Vous connaissez sans doute cette bascule du soir où le travail vous retient bien après l'heure raisonnable, ce moment où l'on finit par accepter que le sommeil attendra encore un peu. Un article récemment publié par Science et Vie vient justement interroger ce lien, souvent sous-estimé, entre horaires de coucher tardifs, charge professionnelle et santé mentale, en suggérant que les effets sur notre équilibre psychique seraient bien plus profonds qu'on ne le pensait. Au cabinet, c'est une configuration que nous rencontrons presque chaque semaine, et c'est pourquoi cette actualité mérite qu'on s'y arrête quelques instants.

Ce que ce titre réveille dans nos consultations

L'article de Science et Vie, dont l'intitulé interpelle directement les couche-tard, ouvre une question que beaucoup de patients formulent autrement en séance, sans toujours oser la relier à leur rythme de vie. Sans disposer ici du contenu détaillé de l'étude relayée, il est utile de noter que la presse scientifique grand public s'empare régulièrement de ces sujets, ce qui traduit une préoccupation collective montante, diffuse mais bien réelle.

Dans nos accompagnements, nous observons souvent que ce n'est pas tant le manque de sommeil en lui-même qui pèse au quotidien, que la culpabilité diffuse de ne pas dormir, doublée de l'impossibilité de décrocher mentalement. Le corps s'épuise, l'esprit s'agite, et le cercle se resserre, doucement, jusqu'à devenir un mode de fonctionnement que l'on ne questionne plus.

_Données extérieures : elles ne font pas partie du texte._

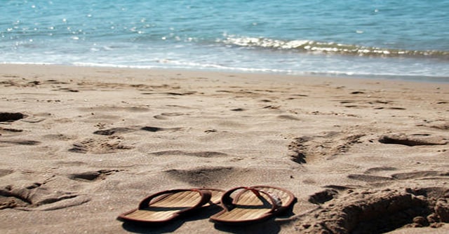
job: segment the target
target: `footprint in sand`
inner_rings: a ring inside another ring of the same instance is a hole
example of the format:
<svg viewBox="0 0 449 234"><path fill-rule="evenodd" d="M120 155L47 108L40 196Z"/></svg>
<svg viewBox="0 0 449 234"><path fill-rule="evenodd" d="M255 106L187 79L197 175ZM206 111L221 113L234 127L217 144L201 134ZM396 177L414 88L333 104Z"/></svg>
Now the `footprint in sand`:
<svg viewBox="0 0 449 234"><path fill-rule="evenodd" d="M120 150L131 149L131 146L122 144L119 139L86 139L81 142L73 144L73 147L69 151L73 153L102 154L115 153Z"/></svg>
<svg viewBox="0 0 449 234"><path fill-rule="evenodd" d="M0 209L53 210L81 205L90 200L87 195L55 190L45 183L0 188Z"/></svg>
<svg viewBox="0 0 449 234"><path fill-rule="evenodd" d="M120 170L100 170L94 172L86 172L81 173L71 174L68 176L69 179L81 181L95 181L100 179L106 179L106 177L116 172L120 172Z"/></svg>
<svg viewBox="0 0 449 234"><path fill-rule="evenodd" d="M13 122L27 117L22 113L0 112L0 122Z"/></svg>
<svg viewBox="0 0 449 234"><path fill-rule="evenodd" d="M381 136L379 142L382 144L402 144L408 146L434 146L448 144L448 139L432 137L427 134L396 134Z"/></svg>

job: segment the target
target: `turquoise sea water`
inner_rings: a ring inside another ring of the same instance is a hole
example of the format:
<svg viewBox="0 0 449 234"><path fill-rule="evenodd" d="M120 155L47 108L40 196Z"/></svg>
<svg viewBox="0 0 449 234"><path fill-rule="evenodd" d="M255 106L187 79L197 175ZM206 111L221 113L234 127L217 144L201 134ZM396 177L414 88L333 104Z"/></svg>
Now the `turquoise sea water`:
<svg viewBox="0 0 449 234"><path fill-rule="evenodd" d="M0 62L449 82L449 1L2 1Z"/></svg>

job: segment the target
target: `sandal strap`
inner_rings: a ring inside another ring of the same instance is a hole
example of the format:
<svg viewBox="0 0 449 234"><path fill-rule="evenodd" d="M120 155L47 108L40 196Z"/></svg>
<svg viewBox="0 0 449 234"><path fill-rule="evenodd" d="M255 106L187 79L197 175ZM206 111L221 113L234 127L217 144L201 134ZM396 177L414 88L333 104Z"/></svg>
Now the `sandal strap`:
<svg viewBox="0 0 449 234"><path fill-rule="evenodd" d="M210 191L207 191L207 190L203 190L203 189L199 189L199 188L167 190L167 191L161 191L161 192L159 192L159 193L156 193L152 194L151 195L144 198L140 202L140 203L139 203L139 208L138 209L142 209L149 207L149 205L152 204L151 201L154 198L157 198L157 200L156 200L154 202L156 202L158 200L161 200L161 199L165 198L166 197L170 195L170 194L177 193L180 193L180 192L185 192L185 191L198 192L199 195L201 196L201 200L197 204L196 204L194 206L193 206L192 207L189 207L188 209L186 209L183 210L183 212L188 211L189 209L196 209L197 207L200 207L203 206L203 205L205 205L207 202L208 202L209 200L210 200L210 198L212 197L212 193L210 193Z"/></svg>
<svg viewBox="0 0 449 234"><path fill-rule="evenodd" d="M229 211L236 207L234 200L238 200L241 193L239 193L239 195L237 195L237 197L236 197L236 198L231 198L231 195L234 193L236 191L241 190L241 189L249 190L252 191L254 193L254 195L255 195L257 197L262 196L260 193L264 193L264 195L266 195L269 198L269 202L272 205L272 209L270 210L270 213L276 211L281 205L282 205L282 201L281 201L281 200L279 198L277 198L277 196L275 196L275 195L274 196L274 194L271 193L259 190L253 187L239 186L239 187L236 187L232 189L228 190L226 193L223 194L222 197L222 205L227 211Z"/></svg>

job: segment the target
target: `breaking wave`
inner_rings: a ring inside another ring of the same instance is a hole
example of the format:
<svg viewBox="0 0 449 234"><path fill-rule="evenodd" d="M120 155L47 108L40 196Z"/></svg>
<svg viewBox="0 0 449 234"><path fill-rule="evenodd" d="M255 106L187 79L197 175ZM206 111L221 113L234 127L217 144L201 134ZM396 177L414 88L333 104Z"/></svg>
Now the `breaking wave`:
<svg viewBox="0 0 449 234"><path fill-rule="evenodd" d="M309 40L283 41L268 38L228 36L219 42L235 46L281 50L297 53L376 57L426 57L449 60L449 51L408 50Z"/></svg>

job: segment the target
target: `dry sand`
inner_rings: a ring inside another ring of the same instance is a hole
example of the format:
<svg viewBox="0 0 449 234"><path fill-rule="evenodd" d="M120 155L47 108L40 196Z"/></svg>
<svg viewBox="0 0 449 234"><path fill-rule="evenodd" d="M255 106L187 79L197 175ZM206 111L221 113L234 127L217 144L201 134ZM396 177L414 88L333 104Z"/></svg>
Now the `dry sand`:
<svg viewBox="0 0 449 234"><path fill-rule="evenodd" d="M0 112L1 233L449 231L449 84L4 64ZM260 184L292 212L116 220L162 190Z"/></svg>

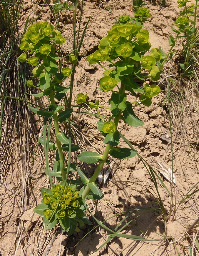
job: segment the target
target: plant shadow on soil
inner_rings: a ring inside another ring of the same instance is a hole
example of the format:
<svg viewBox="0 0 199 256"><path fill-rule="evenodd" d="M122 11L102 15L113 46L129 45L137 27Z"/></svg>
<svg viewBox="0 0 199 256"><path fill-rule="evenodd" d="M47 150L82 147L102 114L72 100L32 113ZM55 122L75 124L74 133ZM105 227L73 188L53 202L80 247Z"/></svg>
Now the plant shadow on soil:
<svg viewBox="0 0 199 256"><path fill-rule="evenodd" d="M155 208L153 207L154 204L156 204L155 199L153 197L146 196L145 195L143 195L143 196L145 197L144 199L140 196L134 197L135 199L137 202L133 204L130 203L129 201L127 202L123 198L121 197L119 199L122 204L123 210L123 209L124 211L128 210L128 212L126 215L128 215L129 216L122 222L118 230L129 221L132 221L130 224L125 227L121 233L141 236L143 236L142 235L143 233L146 236L150 236L150 234L152 232L157 232L160 234L164 234L165 226L163 218L160 219L158 217L161 215L160 212L158 211L160 209L157 207ZM146 203L146 202L147 202ZM104 221L104 217L103 216L102 212L99 209L99 205L97 202L95 201L94 204L96 211L93 215L94 216L101 222ZM117 207L117 206L116 207L116 208ZM116 210L115 214L118 213L118 212L116 208ZM132 213L131 214L130 213ZM113 231L116 227L117 224L121 222L124 217L123 215L118 215L116 217L116 221L113 222L116 223L115 225L112 225L108 221L105 221L103 222L103 224ZM90 218L90 219L92 221L93 226L98 225L92 217ZM105 242L108 237L106 235L103 236L103 235L101 232L105 233L106 231L103 230L101 228L100 231L98 228L91 232L78 244L76 247L74 247L77 243L93 227L91 227L90 226L87 226L79 233L76 234L76 235L73 235L69 237L63 241L62 244L65 246L64 252L63 256L66 255L72 255L74 256L82 255L84 256L87 256L92 252L94 252L97 250ZM102 238L103 237L103 239ZM161 238L160 236L160 238ZM150 238L149 237L148 239ZM139 241L136 241L135 242L134 242L134 240L132 240L132 243L133 242L134 244L131 247L131 251L129 252L129 253L133 251L140 242ZM119 247L121 252L119 254L114 251L113 249L111 248L111 247L110 247L110 245L113 243L117 244L118 247ZM122 251L125 249L123 247L123 244L119 238L116 237L113 237L110 242L100 250L98 255L102 255L111 253L112 255L122 256L123 255ZM109 250L109 252L108 252L108 250ZM66 254L66 251L67 253ZM126 255L128 255L129 253Z"/></svg>

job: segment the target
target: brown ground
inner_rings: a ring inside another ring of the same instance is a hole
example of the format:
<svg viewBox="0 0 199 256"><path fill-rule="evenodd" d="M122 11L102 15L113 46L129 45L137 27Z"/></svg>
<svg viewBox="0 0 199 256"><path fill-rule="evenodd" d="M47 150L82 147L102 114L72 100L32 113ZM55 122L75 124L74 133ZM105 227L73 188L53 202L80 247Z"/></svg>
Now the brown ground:
<svg viewBox="0 0 199 256"><path fill-rule="evenodd" d="M169 36L173 33L170 26L179 13L176 2L175 0L168 0L166 5L163 6L158 0L156 2L146 1L150 10L151 17L146 22L144 28L151 30L150 41L152 47L159 48L160 46L166 53L169 49ZM80 92L87 93L90 99L96 100L99 98L101 105L107 103L108 97L101 94L100 91L97 89L97 82L102 76L103 71L97 65L90 66L86 61L86 57L83 55L90 54L96 49L100 39L106 35L107 31L110 29L113 24L115 19L123 14L133 15L131 9L132 3L131 0L85 1L82 20L83 25L85 25L91 15L92 18L86 33L77 69L74 95ZM21 19L22 31L23 24L28 16L36 8L33 1L25 0L25 4ZM109 7L112 11L109 11L106 9ZM41 8L36 8L36 15L39 14ZM30 18L33 15L33 13L30 14ZM63 47L65 52L67 47L72 45L72 11L67 11L61 14L59 18L63 27L63 36L67 39ZM44 8L39 20L47 20L53 23L52 15L47 7ZM66 23L67 21L68 24ZM170 63L169 65L170 67ZM176 74L176 69L174 69L172 74ZM165 166L167 169L172 168L168 109L166 98L165 104L163 104L168 90L168 80L165 77L168 74L168 70L163 74L162 79L164 79L160 84L162 92L158 97L153 99L151 106L148 108L141 107L137 110L137 114L144 122L145 126L135 128L129 127L121 122L118 127L119 130L125 135L140 154L158 172L161 171L161 169L157 164L157 161ZM173 106L172 109L174 112L172 123L173 171L176 180L173 188L173 210L170 219L167 221L166 229L162 215L158 211L158 206L153 192L153 190L155 191L154 184L146 169L137 156L121 161L116 160L116 162L113 159L111 170L112 174L102 188L105 194L104 198L98 202L88 203L93 214L101 222L123 211L135 208L139 209L139 211L132 212L128 219L124 221L123 224L133 220L123 230L122 233L142 235L143 233L149 236L149 239L160 240L165 232L165 237L166 238L162 241L144 242L123 238L115 238L108 245L92 255L189 255L190 250L187 246L191 247L192 241L195 240L198 230L195 229L194 232L191 232L188 235L186 234L186 232L188 227L198 217L198 193L182 203L175 215L173 211L175 206L178 206L190 189L199 180L199 153L189 143L190 140L197 141L197 135L194 127L193 130L192 125L193 120L192 121L191 118L193 118L193 111L191 111L191 117L187 106L184 106L184 114L177 106L175 108ZM105 110L102 112L102 113L106 113ZM197 123L198 121L198 114L195 112L193 114L194 115L193 119ZM176 116L179 117L178 120L175 119ZM105 145L103 143L102 136L96 131L96 120L88 115L84 115L81 118L82 123L84 125L82 129L83 134L99 153L102 152ZM42 125L39 124L39 120L37 123L39 133L41 132L40 129ZM30 132L31 134L31 131ZM35 148L36 139L31 138L31 147L26 151L30 159ZM16 145L20 143L16 139ZM122 141L121 145L125 146ZM86 143L84 146L88 149L92 149L92 146L88 143ZM12 157L11 156L6 168L6 176L1 181L0 191L0 252L3 256L46 256L48 246L50 245L56 232L59 231L58 226L50 232L44 230L41 218L34 214L32 210L34 207L41 202L41 187L48 184L43 172L43 169L45 168L43 153L39 150L38 149L36 152L35 160L29 166L29 169L24 169L23 168L24 166L22 162L24 159L21 155L19 157L20 152L16 146L16 148L13 149ZM27 157L26 159L26 161L30 161ZM91 175L93 168L87 166L86 173ZM157 173L164 179L165 184L170 191L170 183L159 172ZM169 212L171 198L159 181L158 185L164 205ZM198 188L197 185L193 190ZM155 209L156 211L147 211L146 209L147 207ZM105 224L113 230L124 216L119 215L107 220ZM94 225L96 225L92 217L90 218ZM87 226L79 233L70 237L65 233L60 235L59 233L52 247L49 247L49 255L87 256L98 248L108 237L103 229L97 229L74 247L91 229L90 227ZM185 237L186 238L185 239ZM61 252L59 254L59 250ZM193 255L199 255L195 250L193 254Z"/></svg>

Quand le travail s'invite dans la nuit

Ce que cette actualité met aussi en lumière, c'est un climat plus large, perceptible dans plusieurs initiatives françaises récentes. La métropole de Nantes a lancé le dispositif Duoado pour aller à la rencontre des 11-21 ans, la Ville de Rezé s'est engagée sur la santé mentale à l'école, et l'Éducation nationale cherche actuellement un référent santé mentale. Ces mouvements convergent vers une même prise de conscience: la santé psychique ne peut plus être reléguée au second plan, ni dans nos agendas, ni dans nos politiques publiques.

Vous reconnaissez-vous dans cette difficulté à poser le travail le soir, à éteindre l'ordinateur mentalement, à laisser le cerveau descendre en pente douce vers le sommeil?

Ce que l'on peut commencer à observer

Plutôt que d'attendre un diagnostic extérieur, quelques repères simples suffisent souvent pour amorcer un changement. Notez, sur une semaine, l'heure réelle à laquelle vous posez votre téléphone, l'heure à laquelle vous vous endormez, et ce qui occupe vos pensées dans les trente minutes précédentes. Ce journal, même très bref, met en lumière les automatismes que l'on n'avait jamais questionnés, ces petites négociations silencieuses avec soi-même.

L'hypnose ericksonienne, dans ce contexte, offre un espace pour retrouver une sorte de permission intérieure, celle de ralentir sans culpabiliser, de laisser le corps retrouver son propre rythme, d'habiter à nouveau la soirée plutôt que de la subir. Vous n'avez pas besoin de tout transformer d'un coup, simplement de percevoir, d'abord, ce qui vous retient éveillé, et d'accueillir ce signal avec curiosité plutôt qu'avec inquiétude.